Indonesia has imposed a “temporary export ban” on crude palm oil (CPO), red palm oil (CPO), palm oil mill effluent (POME), refined bleached deodorized (RBD) palm oil and used cooking oil, an order issued by the Cabinet Secretariat in Jakarta said. 

‘Baffling’

The ban came into effect from Thursday with traders in Singapore dubbing the move as ‘baffling.’

The order says the government will also impose strict punishment for export ban violations. “This temporary export ban is (part) of the government’s commitment to give priority to the communities. Thus, any violations will be strictly penalised. Once again, the government will impose strict punishment against those who violate the export ban,” said Airlangga Hartarto, Coordinating Minister for Economic Affairs.

Domestic prices target

According to Airlangga, the Ministry of trade regulates export ban on CPO and its derivative products in order to avoid misinterpretation of the policy. He further said the implementation of the export ban will continue until the bulk cooking oil price reaches 14,000 Indonesian rupiah (approximately ₹74) per litre in all regions across Indonesia.

The export ban also aims to ensure that CPO products can be prioritised to ensure availability of bulk cooking oil at 14,000 rupiah per litre at traditional markets and micro, small-sized enterprises.

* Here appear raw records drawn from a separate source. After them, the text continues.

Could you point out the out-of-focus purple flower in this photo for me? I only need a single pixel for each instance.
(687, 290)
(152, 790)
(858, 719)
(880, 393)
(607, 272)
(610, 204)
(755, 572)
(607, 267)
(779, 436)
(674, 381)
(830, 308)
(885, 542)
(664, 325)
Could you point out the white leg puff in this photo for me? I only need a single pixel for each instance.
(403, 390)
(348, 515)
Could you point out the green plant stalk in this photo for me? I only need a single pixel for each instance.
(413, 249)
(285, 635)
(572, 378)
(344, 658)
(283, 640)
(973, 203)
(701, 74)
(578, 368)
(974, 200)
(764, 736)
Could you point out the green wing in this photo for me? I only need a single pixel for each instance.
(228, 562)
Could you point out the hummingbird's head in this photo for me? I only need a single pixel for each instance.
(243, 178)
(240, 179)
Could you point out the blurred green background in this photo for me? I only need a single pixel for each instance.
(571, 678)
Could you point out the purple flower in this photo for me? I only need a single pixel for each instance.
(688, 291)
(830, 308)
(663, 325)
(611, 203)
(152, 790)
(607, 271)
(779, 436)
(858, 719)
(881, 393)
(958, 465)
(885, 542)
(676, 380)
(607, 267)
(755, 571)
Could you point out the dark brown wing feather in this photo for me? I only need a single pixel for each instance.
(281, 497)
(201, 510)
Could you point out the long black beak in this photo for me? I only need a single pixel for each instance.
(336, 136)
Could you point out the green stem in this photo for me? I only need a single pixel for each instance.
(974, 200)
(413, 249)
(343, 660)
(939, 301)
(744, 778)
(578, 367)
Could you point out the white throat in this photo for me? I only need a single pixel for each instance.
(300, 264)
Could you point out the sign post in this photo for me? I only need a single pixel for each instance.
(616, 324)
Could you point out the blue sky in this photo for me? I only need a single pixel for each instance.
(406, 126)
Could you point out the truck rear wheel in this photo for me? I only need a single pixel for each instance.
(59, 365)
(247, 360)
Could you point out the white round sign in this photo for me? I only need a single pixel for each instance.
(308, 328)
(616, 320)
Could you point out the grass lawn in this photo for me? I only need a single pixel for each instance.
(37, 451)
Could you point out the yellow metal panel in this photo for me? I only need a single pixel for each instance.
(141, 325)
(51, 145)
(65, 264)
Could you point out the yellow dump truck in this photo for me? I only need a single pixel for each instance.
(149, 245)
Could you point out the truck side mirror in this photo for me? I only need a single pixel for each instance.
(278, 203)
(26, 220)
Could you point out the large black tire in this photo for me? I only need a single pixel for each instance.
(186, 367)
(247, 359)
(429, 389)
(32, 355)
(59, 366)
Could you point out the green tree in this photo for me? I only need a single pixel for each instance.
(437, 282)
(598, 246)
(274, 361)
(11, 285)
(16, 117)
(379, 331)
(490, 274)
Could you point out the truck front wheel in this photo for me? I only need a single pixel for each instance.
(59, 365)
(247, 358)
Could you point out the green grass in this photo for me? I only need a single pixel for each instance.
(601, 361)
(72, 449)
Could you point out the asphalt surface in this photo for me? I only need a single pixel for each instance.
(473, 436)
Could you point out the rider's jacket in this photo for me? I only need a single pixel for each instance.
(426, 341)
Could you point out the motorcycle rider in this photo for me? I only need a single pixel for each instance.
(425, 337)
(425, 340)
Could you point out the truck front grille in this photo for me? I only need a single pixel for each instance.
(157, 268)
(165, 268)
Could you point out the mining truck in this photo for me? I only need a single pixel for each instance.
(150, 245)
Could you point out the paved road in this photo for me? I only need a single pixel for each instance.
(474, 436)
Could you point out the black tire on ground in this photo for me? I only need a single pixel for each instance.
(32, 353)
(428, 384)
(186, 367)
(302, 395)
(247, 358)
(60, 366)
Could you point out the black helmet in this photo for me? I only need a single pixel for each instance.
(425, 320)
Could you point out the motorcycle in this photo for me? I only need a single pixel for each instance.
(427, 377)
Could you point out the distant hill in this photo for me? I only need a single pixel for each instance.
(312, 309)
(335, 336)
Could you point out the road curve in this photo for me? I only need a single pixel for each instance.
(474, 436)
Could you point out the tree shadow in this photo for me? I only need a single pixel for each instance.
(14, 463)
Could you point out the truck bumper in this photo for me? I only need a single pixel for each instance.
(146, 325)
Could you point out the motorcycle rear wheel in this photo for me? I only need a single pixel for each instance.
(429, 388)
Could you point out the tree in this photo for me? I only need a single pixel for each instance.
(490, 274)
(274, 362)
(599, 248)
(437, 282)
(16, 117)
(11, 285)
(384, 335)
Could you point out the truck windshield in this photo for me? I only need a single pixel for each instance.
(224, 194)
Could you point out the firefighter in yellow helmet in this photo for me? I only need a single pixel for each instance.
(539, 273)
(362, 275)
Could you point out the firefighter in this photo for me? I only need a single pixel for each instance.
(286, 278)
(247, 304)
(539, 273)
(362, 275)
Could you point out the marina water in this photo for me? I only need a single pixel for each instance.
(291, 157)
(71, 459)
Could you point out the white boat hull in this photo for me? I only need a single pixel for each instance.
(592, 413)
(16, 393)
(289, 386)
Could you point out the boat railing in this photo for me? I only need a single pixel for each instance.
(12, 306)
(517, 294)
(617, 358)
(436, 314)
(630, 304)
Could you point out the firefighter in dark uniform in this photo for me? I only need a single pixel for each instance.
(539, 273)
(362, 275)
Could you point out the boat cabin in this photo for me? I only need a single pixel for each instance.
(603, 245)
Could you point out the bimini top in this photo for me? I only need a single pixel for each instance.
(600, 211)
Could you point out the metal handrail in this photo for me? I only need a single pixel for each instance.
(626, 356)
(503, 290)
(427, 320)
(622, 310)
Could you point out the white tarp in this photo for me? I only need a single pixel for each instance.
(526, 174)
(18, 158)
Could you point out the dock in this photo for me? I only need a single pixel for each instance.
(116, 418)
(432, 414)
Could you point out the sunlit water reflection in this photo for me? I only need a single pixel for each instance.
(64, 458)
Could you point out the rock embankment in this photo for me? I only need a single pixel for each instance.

For the record, the government has imposed a policy on bulk cooking oil. However, the policy is deemed ineffective as bulk cooking oil is still sold at a price above 14,000 rupiah per litre in several regions. The Ministry of Finance’s Directorate General of Customs and Excise and the Indonesian National Police’s Food Task Force will monitor implementation of this policy strictly and continuously, including during the Eid al-Fitr holiday.

“Implementation of the export ban will be monitored continuously. Every violation will be strictly penalised in accordance with the law and regulations. And if it is necessary, the policy will be adjusted to suit the prevailing situation,” Airlangga remarked.

Indian consignments held up

Furthermore, in a bid to accelerate the distribution of bulk cooking oil to the communities, the government has sped up price subsidy payment through the Oil Palm Plantation Fund Management Agency without compromising on good governance.

The Indonesian Government has also assigned the State Logistics Agency (Bulog) to distribute bulk cooking oil to the communities, especially in traditional markets.

Meanwhile, Reuters reported that 2.9 lakh tonnes of palm group of oils headed for Indian ports have got stuck due to the Indonesian ban. 

Crude palm oil futures for July on Bursa Malaysia Derivatives gained a tad on the announcement to close at 6,926 Malaysian ringgits (₹1,21,680) a tonne. Prices, however, were lower than the previous day’s close.